The tax hike was needed despite months of budgetary wrangling to bring the budget out of the red and into the black. Earlier this year when budget preparation began, the board faced an $18 million shortfall, which new Superintendent of Schools Kathryn Leroy and her staff have managed to chip away to bring the books back into balance. Even though the books are square, and have the state mandatory 3 percent contingency/emergency fund, the budget still falls short of the 5 percent the board’s own policies require.
“We have challenges,” said School Board Chairman Hazel Sellers, “But we have a plan to get ourselves back on track.”
Leroy has focused the budget on increasing student achievement, providing extra help for those students with reading problems, laying the groundwork for the new Common Core standards to be implemented statewide and for providing the extra help the systems’ six low-grade schools need.
Leroy said that the budget paring will be an ongoing process and she will be looking to all district employees to see where money can be saved and will welcome community comment on the budget’s efficiency.
Included in the budget are some $16.6 million in state funds that are earmarked solely for salary increases for teachers and principals. Another $2.2 million will go to the county’s charter schools.
The system expects expenditures to hover at $731 million — most from local property taxes, the state and federal governments. The remainder is comprised of grants and income from other sources.
That 7.54 mills means a property owner will pay $7.54 per $1,000 of assessed value, meaning a home valued at $100,000 less exemptions would generate $565.50 for the school’s coffers. The school levy for the same property last year was $562.
The budget is based on a total student enrollment of 95,330 students which generates $6,648 in state money per student. The board also employs 13,148 people, 6,568 are teachers and the remainder are administrators, district staff or other non-instructional personnel. There will be no state funds for capital outlay projects or maintenance.
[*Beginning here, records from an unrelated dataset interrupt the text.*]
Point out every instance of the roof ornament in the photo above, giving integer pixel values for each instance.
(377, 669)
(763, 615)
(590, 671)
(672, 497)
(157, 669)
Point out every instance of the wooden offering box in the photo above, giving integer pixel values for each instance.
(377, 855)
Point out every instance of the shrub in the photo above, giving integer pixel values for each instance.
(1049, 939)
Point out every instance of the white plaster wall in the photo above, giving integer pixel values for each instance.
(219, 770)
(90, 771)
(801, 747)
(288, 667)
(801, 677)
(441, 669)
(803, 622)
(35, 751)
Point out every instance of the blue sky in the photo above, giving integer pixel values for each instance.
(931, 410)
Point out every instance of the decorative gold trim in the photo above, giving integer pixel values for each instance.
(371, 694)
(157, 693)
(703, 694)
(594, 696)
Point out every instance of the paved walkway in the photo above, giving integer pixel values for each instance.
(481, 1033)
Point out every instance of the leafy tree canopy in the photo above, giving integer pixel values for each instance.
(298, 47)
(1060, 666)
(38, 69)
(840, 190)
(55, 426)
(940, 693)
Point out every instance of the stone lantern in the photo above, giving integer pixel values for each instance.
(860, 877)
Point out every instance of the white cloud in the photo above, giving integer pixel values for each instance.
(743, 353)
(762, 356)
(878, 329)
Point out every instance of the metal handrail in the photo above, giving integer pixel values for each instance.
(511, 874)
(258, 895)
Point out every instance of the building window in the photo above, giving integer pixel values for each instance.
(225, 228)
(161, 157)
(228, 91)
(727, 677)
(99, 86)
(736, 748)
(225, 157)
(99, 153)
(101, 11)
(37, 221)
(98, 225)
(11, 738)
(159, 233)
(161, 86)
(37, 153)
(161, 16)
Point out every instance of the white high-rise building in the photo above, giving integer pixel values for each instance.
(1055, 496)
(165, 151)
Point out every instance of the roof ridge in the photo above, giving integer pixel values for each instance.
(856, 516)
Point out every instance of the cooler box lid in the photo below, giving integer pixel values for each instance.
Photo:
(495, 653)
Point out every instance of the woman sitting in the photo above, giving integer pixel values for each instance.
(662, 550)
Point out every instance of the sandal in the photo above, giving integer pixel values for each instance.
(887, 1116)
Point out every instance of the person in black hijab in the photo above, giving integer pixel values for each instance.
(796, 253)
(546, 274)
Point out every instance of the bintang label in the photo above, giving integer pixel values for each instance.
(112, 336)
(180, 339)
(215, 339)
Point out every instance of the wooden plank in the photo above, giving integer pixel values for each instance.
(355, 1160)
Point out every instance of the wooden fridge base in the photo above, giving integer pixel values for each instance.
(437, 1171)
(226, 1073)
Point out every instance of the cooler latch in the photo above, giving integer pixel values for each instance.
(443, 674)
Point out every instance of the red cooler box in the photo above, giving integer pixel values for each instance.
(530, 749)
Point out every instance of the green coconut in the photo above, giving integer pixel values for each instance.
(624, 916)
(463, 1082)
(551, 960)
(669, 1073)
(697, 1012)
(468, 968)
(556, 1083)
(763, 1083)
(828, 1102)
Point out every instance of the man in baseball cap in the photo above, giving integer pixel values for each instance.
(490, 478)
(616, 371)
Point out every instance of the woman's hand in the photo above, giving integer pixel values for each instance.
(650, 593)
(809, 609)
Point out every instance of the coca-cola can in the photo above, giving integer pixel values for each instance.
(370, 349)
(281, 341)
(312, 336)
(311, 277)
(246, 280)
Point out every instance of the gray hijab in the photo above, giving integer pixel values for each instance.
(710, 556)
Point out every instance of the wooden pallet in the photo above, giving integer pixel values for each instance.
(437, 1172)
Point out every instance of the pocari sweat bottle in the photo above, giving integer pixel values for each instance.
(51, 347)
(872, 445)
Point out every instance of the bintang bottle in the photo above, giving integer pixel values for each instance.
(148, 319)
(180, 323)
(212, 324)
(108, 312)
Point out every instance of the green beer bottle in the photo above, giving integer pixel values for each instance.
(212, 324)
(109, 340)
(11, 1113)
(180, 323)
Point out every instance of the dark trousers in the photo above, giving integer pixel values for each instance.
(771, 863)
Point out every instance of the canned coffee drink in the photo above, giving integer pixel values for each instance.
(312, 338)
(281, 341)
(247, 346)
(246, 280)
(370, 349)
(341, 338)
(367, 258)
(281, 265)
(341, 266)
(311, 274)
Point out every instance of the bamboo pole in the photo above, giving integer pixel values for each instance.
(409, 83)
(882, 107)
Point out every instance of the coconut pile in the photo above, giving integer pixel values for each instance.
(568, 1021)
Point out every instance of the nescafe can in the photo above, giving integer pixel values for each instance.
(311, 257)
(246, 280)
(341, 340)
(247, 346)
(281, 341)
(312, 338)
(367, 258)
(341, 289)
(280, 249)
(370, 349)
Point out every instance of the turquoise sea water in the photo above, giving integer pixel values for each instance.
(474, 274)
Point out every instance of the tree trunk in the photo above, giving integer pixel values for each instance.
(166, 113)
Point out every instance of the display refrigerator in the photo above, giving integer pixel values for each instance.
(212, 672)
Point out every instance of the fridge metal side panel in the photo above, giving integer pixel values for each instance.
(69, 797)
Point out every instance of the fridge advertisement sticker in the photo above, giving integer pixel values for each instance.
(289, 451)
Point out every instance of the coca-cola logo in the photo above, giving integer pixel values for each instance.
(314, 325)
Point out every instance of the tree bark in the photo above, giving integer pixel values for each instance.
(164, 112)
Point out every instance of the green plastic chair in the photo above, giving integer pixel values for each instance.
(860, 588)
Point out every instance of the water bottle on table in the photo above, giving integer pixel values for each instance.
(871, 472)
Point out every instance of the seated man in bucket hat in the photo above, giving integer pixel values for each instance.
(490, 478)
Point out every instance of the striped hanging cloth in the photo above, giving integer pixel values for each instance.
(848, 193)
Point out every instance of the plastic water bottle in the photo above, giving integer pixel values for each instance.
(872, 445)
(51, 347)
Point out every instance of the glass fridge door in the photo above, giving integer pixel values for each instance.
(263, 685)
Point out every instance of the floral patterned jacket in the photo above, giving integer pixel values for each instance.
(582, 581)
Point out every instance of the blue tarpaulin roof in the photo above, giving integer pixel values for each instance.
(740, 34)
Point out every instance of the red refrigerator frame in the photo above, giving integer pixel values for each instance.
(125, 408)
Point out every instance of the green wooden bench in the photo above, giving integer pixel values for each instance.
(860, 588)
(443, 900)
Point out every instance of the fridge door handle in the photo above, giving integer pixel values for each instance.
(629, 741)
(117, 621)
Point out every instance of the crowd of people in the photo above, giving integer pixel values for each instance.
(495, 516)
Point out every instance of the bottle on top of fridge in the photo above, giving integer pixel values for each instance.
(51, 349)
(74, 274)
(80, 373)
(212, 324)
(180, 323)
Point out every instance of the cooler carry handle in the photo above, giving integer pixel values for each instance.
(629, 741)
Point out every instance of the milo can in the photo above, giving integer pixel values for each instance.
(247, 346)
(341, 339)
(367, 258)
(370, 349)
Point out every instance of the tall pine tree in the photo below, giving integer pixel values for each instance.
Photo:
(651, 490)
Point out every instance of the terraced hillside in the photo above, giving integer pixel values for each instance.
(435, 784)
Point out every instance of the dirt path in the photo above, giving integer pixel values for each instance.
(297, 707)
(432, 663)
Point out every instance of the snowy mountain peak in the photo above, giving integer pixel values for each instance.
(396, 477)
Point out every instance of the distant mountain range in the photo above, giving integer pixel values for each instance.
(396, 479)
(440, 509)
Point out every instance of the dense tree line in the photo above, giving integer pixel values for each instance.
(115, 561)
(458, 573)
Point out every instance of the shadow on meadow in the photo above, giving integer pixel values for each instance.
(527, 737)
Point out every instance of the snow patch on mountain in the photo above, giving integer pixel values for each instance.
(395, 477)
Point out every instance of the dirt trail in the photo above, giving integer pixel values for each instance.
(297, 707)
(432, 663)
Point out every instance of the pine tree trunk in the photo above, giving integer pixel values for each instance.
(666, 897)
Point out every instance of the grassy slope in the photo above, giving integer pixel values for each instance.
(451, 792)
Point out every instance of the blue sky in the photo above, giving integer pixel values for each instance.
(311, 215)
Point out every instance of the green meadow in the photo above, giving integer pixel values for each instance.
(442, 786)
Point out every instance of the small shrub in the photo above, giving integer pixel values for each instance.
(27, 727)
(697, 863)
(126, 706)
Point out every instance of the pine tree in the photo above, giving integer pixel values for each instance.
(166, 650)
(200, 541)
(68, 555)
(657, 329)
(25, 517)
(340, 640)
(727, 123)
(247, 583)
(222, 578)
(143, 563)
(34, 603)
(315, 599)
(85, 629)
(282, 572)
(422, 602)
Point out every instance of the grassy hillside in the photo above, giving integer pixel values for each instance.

Also included in the budget is $32 million in impact fees generated by new home construction throughout the county. Earlier reports indicated some conflict with the Board of County commissioners over how those impact fees should be spent, but, according to District Operations Director Greg Rivers, that has been clarified to both the board and the commission’s satisfaction.
“All their concerns have been put to rest,” relayed School Board Member Hugh Berryman. “It’s all copacetic.”
Rivers said the county’s concern appeared to be one of transparency and accountability.
“We agreed to do an annual report for the board (commissioners) and they will maintain the funds in their accounts until we need them. We just have to go to them with a plan and we’ll get the funds.”
An issue with the county appeared to be where the impact funds were to be spent.
“We don’t have to spend the fees in the area in which they are generated,” Rivers explained. “We can spend those funds anywhere in the district we need to.”